Her call is specifically to product managers at ESPs and the editor platforms those ESPs white-label: contrast ratios, alt text fields, language and direction attributes are not large engineering lifts. They are prioritization decisions. Until those decisions get made, the marketers using these tools are unknowingly sending inaccessible email at scale, with no mechanism to fix it themselves.
The Design System is Where the Real Work is
The project Boshuyzen is most energized by is the email design system she is building at Inbox Army, a single code base that supports the full range of e-commerce email layouts the agency produces. It is more complex than the SaaS company system she built previously because e-commerce means image-heavy layouts, multiple product configurations, and variant logic that keeps expanding as she builds emails against it and finds new edge cases.
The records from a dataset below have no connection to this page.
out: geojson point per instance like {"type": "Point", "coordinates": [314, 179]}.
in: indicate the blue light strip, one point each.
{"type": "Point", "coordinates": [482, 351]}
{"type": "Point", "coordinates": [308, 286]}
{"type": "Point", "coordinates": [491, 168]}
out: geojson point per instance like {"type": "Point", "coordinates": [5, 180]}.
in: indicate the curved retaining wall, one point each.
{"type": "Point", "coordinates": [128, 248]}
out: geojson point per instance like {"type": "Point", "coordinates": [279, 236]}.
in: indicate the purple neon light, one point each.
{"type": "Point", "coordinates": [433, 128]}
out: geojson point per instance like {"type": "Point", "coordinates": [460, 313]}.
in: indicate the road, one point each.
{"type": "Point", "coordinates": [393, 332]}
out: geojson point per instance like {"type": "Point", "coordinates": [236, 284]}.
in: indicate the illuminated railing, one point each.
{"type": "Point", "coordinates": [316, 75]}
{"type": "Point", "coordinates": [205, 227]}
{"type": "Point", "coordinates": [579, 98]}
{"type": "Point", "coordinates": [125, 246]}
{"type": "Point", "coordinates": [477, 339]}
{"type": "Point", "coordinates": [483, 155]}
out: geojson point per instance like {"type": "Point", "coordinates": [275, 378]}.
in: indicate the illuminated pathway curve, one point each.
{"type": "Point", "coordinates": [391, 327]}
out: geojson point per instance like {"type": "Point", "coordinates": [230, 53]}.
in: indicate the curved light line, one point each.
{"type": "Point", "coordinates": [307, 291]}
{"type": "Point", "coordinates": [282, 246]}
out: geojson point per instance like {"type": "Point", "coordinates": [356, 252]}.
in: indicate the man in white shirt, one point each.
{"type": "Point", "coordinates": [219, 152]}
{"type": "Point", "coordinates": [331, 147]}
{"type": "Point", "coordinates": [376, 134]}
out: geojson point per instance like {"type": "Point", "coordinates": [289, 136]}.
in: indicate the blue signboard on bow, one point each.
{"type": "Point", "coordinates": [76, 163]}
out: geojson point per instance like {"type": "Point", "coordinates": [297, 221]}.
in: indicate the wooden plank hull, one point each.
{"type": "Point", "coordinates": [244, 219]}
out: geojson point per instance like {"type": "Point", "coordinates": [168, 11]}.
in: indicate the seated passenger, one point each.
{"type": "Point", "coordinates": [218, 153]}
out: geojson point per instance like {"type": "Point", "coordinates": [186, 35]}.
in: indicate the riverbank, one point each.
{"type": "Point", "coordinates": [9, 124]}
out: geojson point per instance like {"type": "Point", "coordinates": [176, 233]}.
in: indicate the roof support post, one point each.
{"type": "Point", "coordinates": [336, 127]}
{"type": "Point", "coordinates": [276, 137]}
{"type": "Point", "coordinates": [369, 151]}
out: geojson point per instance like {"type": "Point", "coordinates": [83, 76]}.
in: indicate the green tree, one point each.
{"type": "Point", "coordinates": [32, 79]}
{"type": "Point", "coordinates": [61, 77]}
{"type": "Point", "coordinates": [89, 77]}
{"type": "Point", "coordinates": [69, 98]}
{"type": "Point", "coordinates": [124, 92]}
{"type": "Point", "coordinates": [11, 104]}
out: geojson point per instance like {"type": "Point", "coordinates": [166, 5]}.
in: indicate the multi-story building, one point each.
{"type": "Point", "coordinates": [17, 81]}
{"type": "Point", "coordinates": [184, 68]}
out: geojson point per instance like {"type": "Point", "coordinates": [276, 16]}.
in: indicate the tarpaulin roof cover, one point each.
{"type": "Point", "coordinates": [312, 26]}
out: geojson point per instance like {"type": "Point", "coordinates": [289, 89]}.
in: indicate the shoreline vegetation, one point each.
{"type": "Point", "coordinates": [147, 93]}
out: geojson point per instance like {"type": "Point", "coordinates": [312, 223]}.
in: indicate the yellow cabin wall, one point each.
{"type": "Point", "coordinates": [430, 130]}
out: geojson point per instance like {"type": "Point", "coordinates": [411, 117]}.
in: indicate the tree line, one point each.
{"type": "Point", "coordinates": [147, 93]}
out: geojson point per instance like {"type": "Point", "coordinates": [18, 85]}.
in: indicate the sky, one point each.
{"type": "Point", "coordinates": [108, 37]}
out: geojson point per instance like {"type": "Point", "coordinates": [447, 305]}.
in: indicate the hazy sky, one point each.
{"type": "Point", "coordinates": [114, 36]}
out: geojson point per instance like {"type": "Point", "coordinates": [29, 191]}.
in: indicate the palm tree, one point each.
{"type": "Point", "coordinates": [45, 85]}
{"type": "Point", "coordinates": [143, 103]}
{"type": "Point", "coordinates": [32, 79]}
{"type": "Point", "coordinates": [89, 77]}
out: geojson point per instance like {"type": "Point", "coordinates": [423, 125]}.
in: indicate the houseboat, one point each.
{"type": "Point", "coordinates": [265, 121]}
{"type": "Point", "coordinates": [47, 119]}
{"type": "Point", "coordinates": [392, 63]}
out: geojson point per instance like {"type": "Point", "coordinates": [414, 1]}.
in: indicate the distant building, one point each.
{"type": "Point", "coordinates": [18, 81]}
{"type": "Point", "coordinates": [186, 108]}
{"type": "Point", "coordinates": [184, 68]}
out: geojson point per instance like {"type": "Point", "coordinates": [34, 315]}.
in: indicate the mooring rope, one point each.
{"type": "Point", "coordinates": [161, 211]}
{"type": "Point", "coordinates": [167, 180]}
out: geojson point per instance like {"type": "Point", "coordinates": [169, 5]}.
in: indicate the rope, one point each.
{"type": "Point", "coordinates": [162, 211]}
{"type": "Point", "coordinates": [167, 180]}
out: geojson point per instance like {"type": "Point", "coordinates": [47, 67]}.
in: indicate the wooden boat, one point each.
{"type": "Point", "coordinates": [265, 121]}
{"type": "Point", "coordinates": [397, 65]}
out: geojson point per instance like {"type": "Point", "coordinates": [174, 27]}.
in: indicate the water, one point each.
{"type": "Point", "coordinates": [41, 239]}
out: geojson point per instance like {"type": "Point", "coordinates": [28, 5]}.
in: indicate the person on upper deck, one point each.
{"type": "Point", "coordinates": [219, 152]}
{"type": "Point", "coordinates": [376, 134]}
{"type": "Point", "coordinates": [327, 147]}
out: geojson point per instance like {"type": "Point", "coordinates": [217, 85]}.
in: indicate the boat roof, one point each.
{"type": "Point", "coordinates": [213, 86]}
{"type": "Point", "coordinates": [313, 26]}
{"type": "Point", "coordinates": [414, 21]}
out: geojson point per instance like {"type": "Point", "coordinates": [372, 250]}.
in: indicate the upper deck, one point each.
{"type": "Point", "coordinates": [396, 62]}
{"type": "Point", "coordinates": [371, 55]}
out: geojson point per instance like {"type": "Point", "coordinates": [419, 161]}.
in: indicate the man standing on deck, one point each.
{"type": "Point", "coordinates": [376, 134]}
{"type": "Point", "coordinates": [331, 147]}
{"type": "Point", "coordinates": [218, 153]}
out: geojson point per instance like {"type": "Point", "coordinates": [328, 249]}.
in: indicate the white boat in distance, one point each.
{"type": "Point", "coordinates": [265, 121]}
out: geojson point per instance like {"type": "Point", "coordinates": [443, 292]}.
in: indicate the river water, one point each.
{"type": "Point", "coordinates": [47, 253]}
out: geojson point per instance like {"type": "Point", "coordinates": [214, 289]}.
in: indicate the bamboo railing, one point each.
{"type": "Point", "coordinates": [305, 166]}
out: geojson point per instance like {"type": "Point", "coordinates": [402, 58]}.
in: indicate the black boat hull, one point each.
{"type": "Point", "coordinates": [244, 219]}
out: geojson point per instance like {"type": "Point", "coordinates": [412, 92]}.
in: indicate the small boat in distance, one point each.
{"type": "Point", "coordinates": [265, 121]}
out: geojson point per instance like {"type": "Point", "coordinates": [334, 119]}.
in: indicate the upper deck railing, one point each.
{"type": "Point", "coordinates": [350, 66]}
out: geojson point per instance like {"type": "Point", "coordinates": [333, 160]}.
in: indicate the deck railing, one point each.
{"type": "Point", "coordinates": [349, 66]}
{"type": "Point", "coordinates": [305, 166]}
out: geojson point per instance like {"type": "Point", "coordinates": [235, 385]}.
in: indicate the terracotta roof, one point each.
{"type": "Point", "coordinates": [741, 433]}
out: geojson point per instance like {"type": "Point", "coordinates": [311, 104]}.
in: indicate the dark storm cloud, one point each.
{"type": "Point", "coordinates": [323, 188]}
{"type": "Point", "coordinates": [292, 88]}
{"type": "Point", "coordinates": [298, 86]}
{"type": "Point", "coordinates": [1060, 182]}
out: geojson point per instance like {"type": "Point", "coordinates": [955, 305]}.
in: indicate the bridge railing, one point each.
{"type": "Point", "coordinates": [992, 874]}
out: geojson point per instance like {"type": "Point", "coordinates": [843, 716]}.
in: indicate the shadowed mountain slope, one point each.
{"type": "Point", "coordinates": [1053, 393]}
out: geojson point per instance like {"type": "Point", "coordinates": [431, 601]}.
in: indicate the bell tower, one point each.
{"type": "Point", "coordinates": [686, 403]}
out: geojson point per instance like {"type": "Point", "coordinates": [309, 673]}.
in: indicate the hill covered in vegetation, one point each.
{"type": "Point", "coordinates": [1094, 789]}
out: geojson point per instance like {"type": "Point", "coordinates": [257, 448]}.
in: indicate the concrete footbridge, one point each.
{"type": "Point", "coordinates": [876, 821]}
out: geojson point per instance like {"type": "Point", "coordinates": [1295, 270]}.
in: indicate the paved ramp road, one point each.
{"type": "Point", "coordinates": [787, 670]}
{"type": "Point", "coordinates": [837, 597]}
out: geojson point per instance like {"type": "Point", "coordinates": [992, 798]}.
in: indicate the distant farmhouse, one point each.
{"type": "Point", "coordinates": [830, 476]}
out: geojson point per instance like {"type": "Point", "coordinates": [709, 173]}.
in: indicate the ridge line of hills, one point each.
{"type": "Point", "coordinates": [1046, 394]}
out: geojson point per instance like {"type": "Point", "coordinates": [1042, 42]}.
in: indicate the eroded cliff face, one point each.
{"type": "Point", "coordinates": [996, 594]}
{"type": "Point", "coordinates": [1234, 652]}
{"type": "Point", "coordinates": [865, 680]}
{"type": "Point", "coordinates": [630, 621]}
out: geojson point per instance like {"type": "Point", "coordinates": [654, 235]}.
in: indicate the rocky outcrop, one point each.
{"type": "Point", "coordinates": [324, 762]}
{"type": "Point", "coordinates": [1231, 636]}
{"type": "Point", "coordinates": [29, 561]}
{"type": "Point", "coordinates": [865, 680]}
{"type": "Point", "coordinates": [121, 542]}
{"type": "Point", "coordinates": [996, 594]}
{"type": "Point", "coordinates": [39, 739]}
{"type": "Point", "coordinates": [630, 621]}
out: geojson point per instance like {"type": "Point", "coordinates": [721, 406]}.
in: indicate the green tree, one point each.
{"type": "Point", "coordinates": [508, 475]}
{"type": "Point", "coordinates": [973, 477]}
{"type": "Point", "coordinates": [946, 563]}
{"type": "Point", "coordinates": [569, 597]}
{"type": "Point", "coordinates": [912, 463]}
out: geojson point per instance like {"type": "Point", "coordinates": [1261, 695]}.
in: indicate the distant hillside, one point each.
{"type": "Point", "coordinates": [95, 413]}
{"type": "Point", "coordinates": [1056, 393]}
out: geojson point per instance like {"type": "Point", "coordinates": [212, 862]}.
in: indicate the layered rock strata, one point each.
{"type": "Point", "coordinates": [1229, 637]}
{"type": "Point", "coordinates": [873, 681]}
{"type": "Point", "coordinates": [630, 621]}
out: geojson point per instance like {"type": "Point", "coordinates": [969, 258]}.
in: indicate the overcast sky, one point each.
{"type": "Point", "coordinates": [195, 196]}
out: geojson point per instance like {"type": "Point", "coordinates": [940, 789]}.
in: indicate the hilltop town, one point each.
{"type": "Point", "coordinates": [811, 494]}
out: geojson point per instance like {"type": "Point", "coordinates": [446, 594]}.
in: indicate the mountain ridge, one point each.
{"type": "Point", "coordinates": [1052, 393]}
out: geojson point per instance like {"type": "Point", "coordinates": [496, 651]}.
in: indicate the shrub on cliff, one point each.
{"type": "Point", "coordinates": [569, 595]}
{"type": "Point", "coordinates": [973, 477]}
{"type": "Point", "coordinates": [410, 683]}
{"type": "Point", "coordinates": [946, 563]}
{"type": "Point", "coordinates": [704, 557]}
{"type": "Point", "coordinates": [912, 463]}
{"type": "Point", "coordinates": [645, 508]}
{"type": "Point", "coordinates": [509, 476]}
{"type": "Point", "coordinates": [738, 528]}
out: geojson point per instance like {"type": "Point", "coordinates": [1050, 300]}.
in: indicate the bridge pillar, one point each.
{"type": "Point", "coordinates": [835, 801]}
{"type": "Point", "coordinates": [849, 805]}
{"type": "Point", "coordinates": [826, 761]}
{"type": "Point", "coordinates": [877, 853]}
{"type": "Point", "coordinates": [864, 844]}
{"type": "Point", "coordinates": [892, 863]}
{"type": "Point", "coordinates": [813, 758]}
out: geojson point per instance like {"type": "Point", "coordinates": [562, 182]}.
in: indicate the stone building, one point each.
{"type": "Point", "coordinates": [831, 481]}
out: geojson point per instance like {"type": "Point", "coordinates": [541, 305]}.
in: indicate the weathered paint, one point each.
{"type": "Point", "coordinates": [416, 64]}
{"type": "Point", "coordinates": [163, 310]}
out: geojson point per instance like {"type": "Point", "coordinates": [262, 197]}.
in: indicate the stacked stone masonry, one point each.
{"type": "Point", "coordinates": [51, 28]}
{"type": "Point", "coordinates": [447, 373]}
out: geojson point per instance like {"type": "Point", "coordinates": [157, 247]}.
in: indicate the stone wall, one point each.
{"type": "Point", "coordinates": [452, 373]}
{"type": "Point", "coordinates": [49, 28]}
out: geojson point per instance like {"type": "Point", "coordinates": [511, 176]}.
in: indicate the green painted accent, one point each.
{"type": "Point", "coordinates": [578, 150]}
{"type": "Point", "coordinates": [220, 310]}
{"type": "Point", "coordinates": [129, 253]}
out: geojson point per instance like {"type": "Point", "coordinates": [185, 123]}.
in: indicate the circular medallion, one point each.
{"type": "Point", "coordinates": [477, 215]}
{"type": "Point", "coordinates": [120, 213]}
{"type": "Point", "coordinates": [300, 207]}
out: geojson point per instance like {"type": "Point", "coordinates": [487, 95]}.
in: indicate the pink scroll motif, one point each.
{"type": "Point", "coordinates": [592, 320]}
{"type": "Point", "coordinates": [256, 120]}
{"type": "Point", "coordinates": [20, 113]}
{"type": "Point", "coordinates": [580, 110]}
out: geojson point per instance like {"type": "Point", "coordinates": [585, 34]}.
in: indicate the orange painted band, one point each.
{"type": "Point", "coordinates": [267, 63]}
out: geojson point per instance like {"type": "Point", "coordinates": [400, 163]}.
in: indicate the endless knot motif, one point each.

Her architectural approach is worth noting because it runs counter to a common assumption. She codes using ghost tables and divs rather than pure tables, which some experienced developers argue is essentially writing the email twice. Her counterargument is forward-looking: when the Outlook Word rendering engine is eventually retired, removing the ghost tables is the only change required. The rest of the code is already written in modern standards.
"Instead of having to recode all of our emails to new modern standards, we can just take out the ghost tables and we're done with it."
Claude Code's role in this project is specific: helping with the JavaScript that ties the design system together, catching small errors in complex component logic, and handling calendar and project management automation, freeing her attention for the actual development work. The AI is an assistant inside a system she architects and owns. That is a meaningfully different relationship than asking a model to generate an email from a brief.
Three Takeaways
Feed your institutional knowledge into every prompt. Your rendering fixes, client-specific workarounds, and accessibility requirements will not be in any model's training data. If you do not provide them, you get a generic average approximation of email code, not code calibrated to your actual production environment.
Enterprise-level email programs still require systems thinking that AI and drag-and-drop editors cannot substitute for. Developers who learn coding fundamentals first and layer AI on top will outlast those who build AI-dependent workflows, because they can troubleshoot when models change behavior or go down.
If you are a product manager at an ESP, the accessibility gaps in your drag-and-drop editor are your responsibility to fix, not your users'. Contrast ratios, language attributes, and direction attributes are not large engineering lifts. They are prioritization decisions that have been deferred long enough.
Special thanks to Claude for helping to summarize this conversation.